Cask & Pig: A great atmosphere for an occasional treat

By Staff Writer Samantha Wahl,

If you’re going by the name, the Cask & Pig sounds like a simple, down-home place. Prepare for a bit of a surprise when you walk in. The dining room has a distinctly modern feel, with some country touches.

A sleek wooden bar, flat-screen TVs, and sports memorabilia on the walls makes for a cool combination of southern charm and downtown-sports bar feel. But I’m pretty sure you aren’t here for a review of the interior design. What about the food?

For your reading pleasure, my test subjects (read: friends) and I decided to try both appetizers and entrees. To start off the night, we ordered the Trash-Can Nachos, Pretzel Sticks, and the poutine. In addition, we received cornbread!

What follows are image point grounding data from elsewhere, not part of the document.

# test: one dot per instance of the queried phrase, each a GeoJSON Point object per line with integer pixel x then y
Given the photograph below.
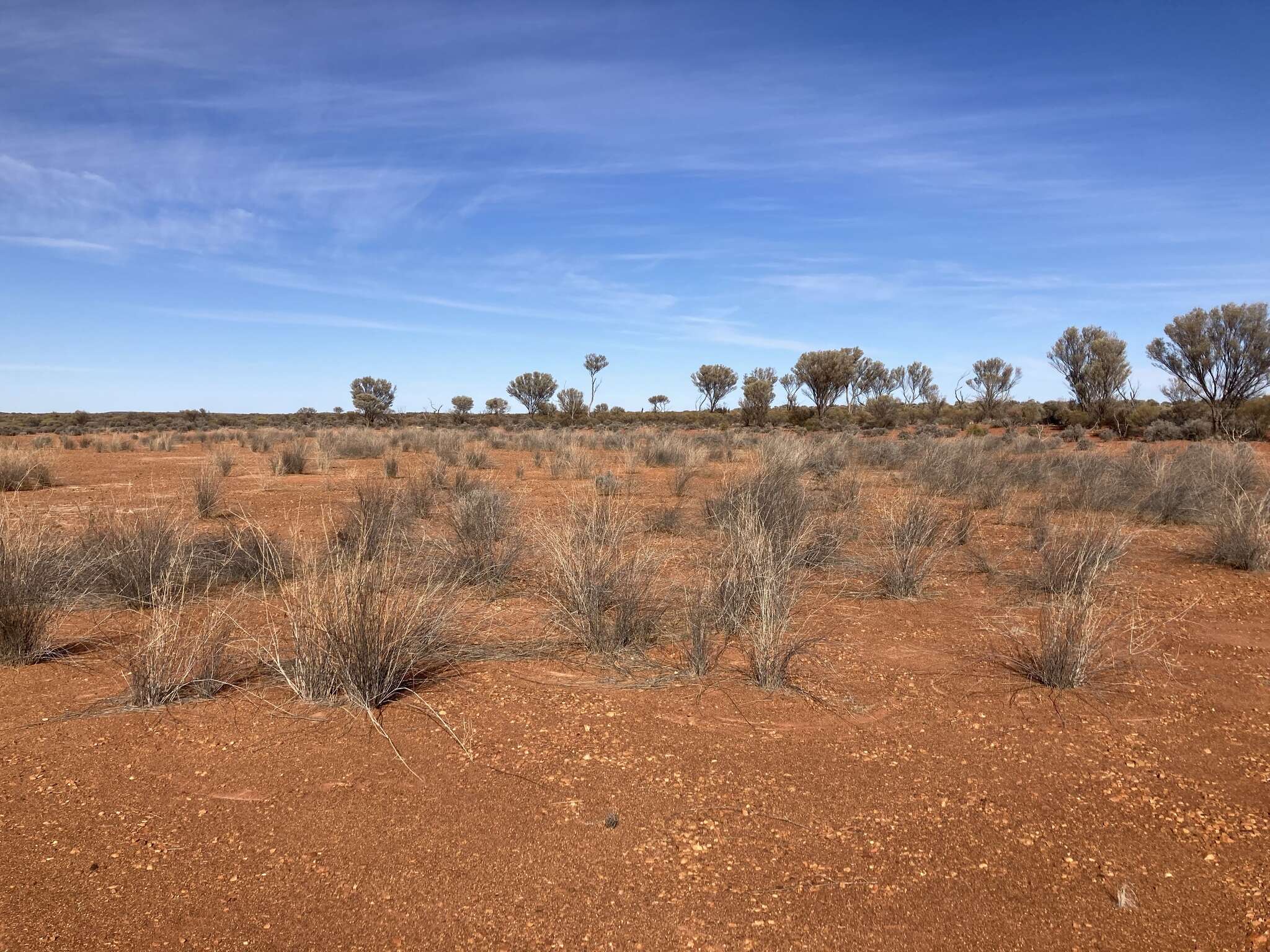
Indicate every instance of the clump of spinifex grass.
{"type": "Point", "coordinates": [915, 539]}
{"type": "Point", "coordinates": [363, 627]}
{"type": "Point", "coordinates": [37, 564]}
{"type": "Point", "coordinates": [1238, 534]}
{"type": "Point", "coordinates": [601, 579]}
{"type": "Point", "coordinates": [291, 459]}
{"type": "Point", "coordinates": [207, 491]}
{"type": "Point", "coordinates": [144, 558]}
{"type": "Point", "coordinates": [1073, 644]}
{"type": "Point", "coordinates": [23, 469]}
{"type": "Point", "coordinates": [178, 658]}
{"type": "Point", "coordinates": [1073, 560]}
{"type": "Point", "coordinates": [766, 539]}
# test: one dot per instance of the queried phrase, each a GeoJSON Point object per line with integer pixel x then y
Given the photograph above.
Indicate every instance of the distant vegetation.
{"type": "Point", "coordinates": [1219, 363]}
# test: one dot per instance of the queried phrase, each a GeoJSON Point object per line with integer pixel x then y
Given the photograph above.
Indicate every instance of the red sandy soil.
{"type": "Point", "coordinates": [921, 805]}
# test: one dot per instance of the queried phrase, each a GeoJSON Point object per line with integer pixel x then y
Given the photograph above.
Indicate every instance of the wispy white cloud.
{"type": "Point", "coordinates": [56, 243]}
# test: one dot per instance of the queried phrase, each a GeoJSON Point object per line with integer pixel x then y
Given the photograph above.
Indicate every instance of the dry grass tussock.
{"type": "Point", "coordinates": [1075, 559]}
{"type": "Point", "coordinates": [179, 656]}
{"type": "Point", "coordinates": [37, 570]}
{"type": "Point", "coordinates": [484, 541]}
{"type": "Point", "coordinates": [24, 469]}
{"type": "Point", "coordinates": [1073, 644]}
{"type": "Point", "coordinates": [1238, 534]}
{"type": "Point", "coordinates": [601, 578]}
{"type": "Point", "coordinates": [362, 628]}
{"type": "Point", "coordinates": [915, 537]}
{"type": "Point", "coordinates": [768, 539]}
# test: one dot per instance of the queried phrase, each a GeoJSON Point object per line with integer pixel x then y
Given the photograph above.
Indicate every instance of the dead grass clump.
{"type": "Point", "coordinates": [665, 450]}
{"type": "Point", "coordinates": [964, 527]}
{"type": "Point", "coordinates": [756, 586]}
{"type": "Point", "coordinates": [207, 490]}
{"type": "Point", "coordinates": [374, 521]}
{"type": "Point", "coordinates": [600, 579]}
{"type": "Point", "coordinates": [1238, 535]}
{"type": "Point", "coordinates": [36, 565]}
{"type": "Point", "coordinates": [774, 495]}
{"type": "Point", "coordinates": [755, 575]}
{"type": "Point", "coordinates": [915, 539]}
{"type": "Point", "coordinates": [363, 628]}
{"type": "Point", "coordinates": [357, 443]}
{"type": "Point", "coordinates": [178, 659]}
{"type": "Point", "coordinates": [291, 460]}
{"type": "Point", "coordinates": [478, 459]}
{"type": "Point", "coordinates": [247, 553]}
{"type": "Point", "coordinates": [23, 469]}
{"type": "Point", "coordinates": [417, 496]}
{"type": "Point", "coordinates": [703, 643]}
{"type": "Point", "coordinates": [484, 541]}
{"type": "Point", "coordinates": [1075, 559]}
{"type": "Point", "coordinates": [144, 558]}
{"type": "Point", "coordinates": [1073, 645]}
{"type": "Point", "coordinates": [223, 460]}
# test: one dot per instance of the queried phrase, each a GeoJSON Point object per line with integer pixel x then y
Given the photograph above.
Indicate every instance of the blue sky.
{"type": "Point", "coordinates": [244, 206]}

It comes out at the beginning of the meal, the way dinner rolls do at other restaurants. The highlight of the appetizer course was definitely the nachos; we were surprised to find that they actually do serve them inside of a metal cylinder. So, the “trashcan” part of the name is not a metaphor. The Pretzel Sticks were good, but came with a thin, bland cheese sauce that no one at the table ended up liking very much. However, the server ended up bringing us some of the cheese sauce they use on the nachos, and that was much better for dipping the pretzels in. There were no complaints about the poutine, but it didn’t get finished, either. Most of our attention was lavished on the glorious trash-can nachos.

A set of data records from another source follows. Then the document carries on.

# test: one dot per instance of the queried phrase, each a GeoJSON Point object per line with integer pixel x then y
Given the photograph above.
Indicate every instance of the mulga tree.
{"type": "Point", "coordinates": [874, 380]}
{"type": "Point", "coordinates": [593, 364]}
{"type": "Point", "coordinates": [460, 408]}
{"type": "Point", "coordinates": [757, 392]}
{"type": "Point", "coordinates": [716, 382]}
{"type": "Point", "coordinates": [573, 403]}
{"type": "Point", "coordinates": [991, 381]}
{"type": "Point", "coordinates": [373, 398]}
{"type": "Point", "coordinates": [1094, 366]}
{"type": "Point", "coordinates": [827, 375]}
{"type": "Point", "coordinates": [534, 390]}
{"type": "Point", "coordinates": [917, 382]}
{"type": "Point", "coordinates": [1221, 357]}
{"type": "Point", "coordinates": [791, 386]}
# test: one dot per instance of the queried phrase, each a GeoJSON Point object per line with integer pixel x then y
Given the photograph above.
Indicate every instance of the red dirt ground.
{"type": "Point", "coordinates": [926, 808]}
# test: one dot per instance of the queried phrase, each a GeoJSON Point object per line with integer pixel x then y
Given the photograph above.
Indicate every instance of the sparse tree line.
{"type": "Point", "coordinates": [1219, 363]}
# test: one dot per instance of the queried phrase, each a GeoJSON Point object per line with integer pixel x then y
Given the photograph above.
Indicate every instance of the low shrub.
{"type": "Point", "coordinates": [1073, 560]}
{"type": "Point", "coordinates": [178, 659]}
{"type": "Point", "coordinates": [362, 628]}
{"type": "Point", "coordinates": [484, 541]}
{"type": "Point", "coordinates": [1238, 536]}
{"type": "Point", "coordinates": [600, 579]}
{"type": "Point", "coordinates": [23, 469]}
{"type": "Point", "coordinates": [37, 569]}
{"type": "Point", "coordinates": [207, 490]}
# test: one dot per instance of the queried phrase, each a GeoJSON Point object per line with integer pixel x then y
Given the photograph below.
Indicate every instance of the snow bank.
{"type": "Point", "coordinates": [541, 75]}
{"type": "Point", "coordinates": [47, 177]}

For the main course, I tried the beef brisket. When I tasted it, the southern theme of the Cask & Pig made a lot of sense: it turns out that these people barbeque meat very well.

The brisket cut with a fork and was moist without being too saucy. Portions were generous; I ended up taking enough brisket home to have lunch covered for the next day. (In the spirit of full disclosure, I may have filled up a bit on garbage nachos.)

The sides that came with it- I had chosen macaroni and cheese as well as a sweet-potato mash- were creamy and appealing. I ended up taking those home, too. The whole meal was served on a rustic metal tray, which added to the casual, down-home ambience.

Fun fact: on a past visit, I had also tried the chicken and waffles. It’s a bit of an “out there” thing to order at a barbeque restaurant, but the Cask and Pig does it well. The amount of crunchiness in the chicken compared with the soft sweetness of the waffle was perfect. Fried chicken and good barbeque? The Cask and Pig definitely earns its country cred.

As far as price, the Cask and Pig fits into the “splurge” category for most college students; my brisket meal cost $15, and it would have been $22 had I ordered a full pound of meat.

It’s possible to go a little lower- a good old hamburger will set you back $12, and my beloved trash-can nachos cost $11. Still, I think of the Cask and Pig as more of an occasional treat.

It’s a good choice for a laid-back date night, or just for a particularly passionate baby-back rib craving.